Qu’est-ce que tu sens et ressens quand tu cours ?

Le paysage olfactif et tactile. L’odeur des sapins dans les Vosges, le sous-bois humide, l’odeur du bois qui vient d’être coupé, des plantes méditerranéennes dans le Sud… Et il y a beaucoup de choses à découvrir au sol avec la canne et les pieds. Le paysage sonore, je le ressens moins parce que je suis très concentré sur les informations : celles que me donne le GPS en haut-parleur mais surtout celles que je tire de la foulée des autres coureurs.
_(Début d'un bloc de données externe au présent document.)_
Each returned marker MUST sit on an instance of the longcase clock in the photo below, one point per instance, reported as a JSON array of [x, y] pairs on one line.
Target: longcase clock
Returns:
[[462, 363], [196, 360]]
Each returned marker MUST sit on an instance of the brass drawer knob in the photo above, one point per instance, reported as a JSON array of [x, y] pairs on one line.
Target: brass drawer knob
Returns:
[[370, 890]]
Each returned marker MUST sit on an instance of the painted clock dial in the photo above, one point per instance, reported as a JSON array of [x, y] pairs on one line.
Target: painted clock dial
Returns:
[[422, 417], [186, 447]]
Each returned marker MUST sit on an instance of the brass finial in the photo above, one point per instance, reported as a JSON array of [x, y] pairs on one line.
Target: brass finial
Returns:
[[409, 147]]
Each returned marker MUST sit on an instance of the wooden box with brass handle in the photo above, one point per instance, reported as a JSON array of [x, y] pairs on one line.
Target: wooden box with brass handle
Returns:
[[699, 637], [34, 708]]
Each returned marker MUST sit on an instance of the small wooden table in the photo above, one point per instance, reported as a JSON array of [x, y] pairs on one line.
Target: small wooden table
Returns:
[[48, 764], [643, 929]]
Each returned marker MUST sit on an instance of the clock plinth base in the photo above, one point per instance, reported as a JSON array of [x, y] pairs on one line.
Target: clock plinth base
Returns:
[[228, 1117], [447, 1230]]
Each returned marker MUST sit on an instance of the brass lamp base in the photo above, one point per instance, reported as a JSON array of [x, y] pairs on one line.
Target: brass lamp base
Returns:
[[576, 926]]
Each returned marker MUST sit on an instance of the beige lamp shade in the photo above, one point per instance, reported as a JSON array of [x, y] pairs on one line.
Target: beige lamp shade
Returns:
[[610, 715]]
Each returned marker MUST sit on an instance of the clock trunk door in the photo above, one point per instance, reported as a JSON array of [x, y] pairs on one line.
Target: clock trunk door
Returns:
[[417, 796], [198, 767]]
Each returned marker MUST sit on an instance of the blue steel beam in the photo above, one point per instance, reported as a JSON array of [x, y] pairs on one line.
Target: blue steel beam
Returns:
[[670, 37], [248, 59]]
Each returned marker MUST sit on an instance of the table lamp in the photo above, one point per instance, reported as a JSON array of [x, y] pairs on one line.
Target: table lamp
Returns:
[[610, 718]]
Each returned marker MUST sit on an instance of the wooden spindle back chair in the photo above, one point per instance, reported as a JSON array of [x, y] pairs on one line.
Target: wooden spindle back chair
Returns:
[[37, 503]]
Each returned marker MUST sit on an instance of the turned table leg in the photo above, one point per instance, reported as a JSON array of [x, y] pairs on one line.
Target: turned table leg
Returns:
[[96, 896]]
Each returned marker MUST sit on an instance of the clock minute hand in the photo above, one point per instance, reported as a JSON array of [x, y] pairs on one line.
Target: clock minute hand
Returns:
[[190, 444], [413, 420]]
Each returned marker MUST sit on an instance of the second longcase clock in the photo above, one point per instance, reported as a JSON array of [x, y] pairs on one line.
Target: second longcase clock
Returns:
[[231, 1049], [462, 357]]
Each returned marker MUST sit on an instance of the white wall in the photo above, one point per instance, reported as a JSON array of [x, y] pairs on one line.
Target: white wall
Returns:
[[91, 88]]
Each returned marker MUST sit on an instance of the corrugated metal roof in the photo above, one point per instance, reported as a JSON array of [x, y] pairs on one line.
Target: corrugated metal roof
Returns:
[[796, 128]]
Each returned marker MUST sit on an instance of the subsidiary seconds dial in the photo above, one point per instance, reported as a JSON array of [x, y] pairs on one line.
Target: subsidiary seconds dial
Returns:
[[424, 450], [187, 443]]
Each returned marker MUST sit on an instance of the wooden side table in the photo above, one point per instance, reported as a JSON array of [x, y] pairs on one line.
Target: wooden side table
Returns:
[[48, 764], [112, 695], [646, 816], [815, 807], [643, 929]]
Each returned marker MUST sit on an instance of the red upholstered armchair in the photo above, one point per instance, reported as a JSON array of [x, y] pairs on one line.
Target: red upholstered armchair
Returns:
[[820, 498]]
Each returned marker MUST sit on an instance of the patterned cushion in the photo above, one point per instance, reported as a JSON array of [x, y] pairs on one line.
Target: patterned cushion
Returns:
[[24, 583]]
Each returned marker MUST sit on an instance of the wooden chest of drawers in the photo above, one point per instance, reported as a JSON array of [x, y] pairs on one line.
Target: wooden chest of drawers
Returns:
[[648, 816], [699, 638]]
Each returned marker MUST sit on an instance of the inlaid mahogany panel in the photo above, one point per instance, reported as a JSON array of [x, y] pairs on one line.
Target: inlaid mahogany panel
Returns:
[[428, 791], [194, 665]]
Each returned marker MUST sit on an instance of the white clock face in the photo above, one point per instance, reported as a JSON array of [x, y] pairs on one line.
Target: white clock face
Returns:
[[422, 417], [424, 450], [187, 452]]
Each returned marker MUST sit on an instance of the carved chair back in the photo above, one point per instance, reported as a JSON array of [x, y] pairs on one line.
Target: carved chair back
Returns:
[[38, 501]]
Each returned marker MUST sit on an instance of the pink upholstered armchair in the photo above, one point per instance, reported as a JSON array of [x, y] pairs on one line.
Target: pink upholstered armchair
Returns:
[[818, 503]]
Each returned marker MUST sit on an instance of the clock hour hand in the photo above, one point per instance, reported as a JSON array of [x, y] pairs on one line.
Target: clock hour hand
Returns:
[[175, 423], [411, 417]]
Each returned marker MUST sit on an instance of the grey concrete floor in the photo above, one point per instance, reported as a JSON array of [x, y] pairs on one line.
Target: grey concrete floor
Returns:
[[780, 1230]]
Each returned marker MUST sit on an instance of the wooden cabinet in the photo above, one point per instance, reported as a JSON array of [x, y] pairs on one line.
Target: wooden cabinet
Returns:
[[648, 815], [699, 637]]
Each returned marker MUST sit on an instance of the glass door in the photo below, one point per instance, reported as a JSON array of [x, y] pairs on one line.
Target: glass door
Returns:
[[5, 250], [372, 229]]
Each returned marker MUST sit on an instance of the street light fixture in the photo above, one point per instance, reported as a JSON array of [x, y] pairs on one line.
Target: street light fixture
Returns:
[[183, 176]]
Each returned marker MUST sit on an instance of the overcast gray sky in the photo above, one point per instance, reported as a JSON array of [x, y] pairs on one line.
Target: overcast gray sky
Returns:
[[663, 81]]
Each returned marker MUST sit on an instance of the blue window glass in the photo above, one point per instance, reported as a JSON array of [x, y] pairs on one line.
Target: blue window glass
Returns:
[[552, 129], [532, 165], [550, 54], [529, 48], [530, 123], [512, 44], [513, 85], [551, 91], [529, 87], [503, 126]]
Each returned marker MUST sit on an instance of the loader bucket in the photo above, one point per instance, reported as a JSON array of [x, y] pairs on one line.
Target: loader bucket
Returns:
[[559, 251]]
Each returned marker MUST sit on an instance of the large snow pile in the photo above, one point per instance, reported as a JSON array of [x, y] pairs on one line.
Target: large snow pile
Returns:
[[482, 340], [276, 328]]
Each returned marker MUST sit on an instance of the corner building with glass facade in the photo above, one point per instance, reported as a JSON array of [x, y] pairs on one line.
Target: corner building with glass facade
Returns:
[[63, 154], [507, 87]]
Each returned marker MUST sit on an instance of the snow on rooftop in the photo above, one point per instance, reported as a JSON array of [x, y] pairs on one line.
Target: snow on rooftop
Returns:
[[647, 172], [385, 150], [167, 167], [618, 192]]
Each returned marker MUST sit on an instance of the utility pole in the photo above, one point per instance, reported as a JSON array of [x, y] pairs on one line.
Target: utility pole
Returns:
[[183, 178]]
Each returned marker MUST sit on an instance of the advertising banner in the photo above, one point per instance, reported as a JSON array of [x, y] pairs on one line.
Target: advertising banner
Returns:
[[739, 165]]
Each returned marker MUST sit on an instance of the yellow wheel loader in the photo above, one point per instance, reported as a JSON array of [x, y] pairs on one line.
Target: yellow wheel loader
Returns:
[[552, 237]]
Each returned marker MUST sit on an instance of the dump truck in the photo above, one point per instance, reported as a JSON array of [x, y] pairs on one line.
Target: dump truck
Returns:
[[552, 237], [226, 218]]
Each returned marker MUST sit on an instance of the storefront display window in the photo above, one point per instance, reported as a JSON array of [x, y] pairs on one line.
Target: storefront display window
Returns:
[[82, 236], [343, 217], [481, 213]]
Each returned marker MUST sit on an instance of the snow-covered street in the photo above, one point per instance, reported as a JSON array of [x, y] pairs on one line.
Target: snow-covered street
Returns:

J’entends où vont les autres et je peux prévoir les obstacles s’ils ralentissent par exemple.

Est-ce que tu as l’impression de représenter quelque chose quand tu cours ?

J’ai envie de montrer l’exemple, pour donner envie aux autres. Ce n’est pas moi qui vais faire moins de 3 heures sur marathon mais peut-être que d’autres en seront capables. Et pour cela, il faut déjà qu’il y en ait plus qui courent. Il faut ouvrir la voie partout dans le monde. J’ai mis du temps à le savoir mais on est à l’heure actuelle trois aveugles à courir en autonomie dans le monde, avec un Anglais et un Brésilien. Eux courent dans le désert, je suis le seul à courir en montagne. Mais je me dis que si je peux le faire, d’autres peuvent le faire. Je n’ai pas envie d’être une exception ! J’aimerais que le meilleur d’entre nous puisse participer un jour aux Jeux Olympiques.